The honest limitations
- It largely sets information aside. In Stoll's world, order flow is a random nuisance. The dealer does not really worry that the person selling to them knows the stock is about to fall. But that worry, adverse selection, turns out to be a huge part of the story, and a dealer who ignores it goes broke no matter how carefully they manage inventory. The inventory story alone cannot explain why spreads blow out around earnings announcements, for instance.
- Empirically, inventory effects are smaller than the theory suggests. A recurring finding in the decades since is that dealer inventories mean-revert more slowly, and quotes respond to inventory more weakly, than the pure inventory model predicts. Real market makers seem to lay off risk in ways the model does not capture, and information costs seem to dominate in many markets.
- The single-dealer, monopolist framing dates badly. Stoll's world has one dealer with a captive order flow. Today's equity markets have dozens of competing electronic liquidity providers across many venues, none of whom has a monopoly and all of whom can hedge in correlated instruments in milliseconds. The costs are still real, but their magnitude is very different.

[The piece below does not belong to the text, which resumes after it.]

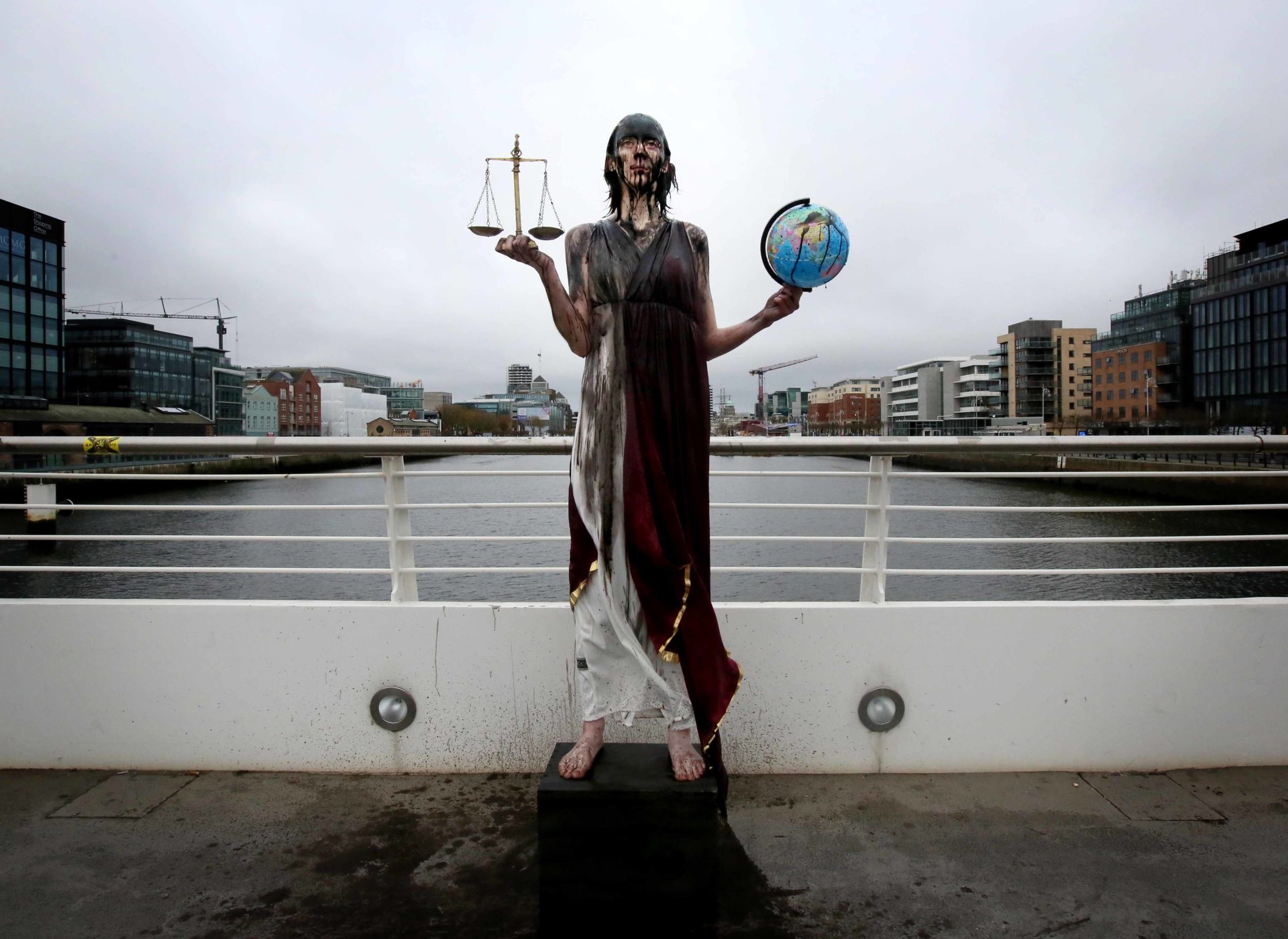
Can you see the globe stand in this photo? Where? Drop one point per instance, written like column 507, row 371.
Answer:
column 764, row 243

- It is a one-period intuition, not a full dynamic solution. The paper reasons about a dealer accommodating a trade. It does not solve the full problem of a dealer continuously quoting over time while their inventory wanders. That harder problem is exactly what Ho and Stoll took up three years later.
The one-line takeaway
Stoll argued that a market maker sells immediacy, not stock, and that the bid-ask spread is the fair price for being shoved into a risky position you never wanted, which is why spreads widen with volatility and trade size and narrow with trading activity.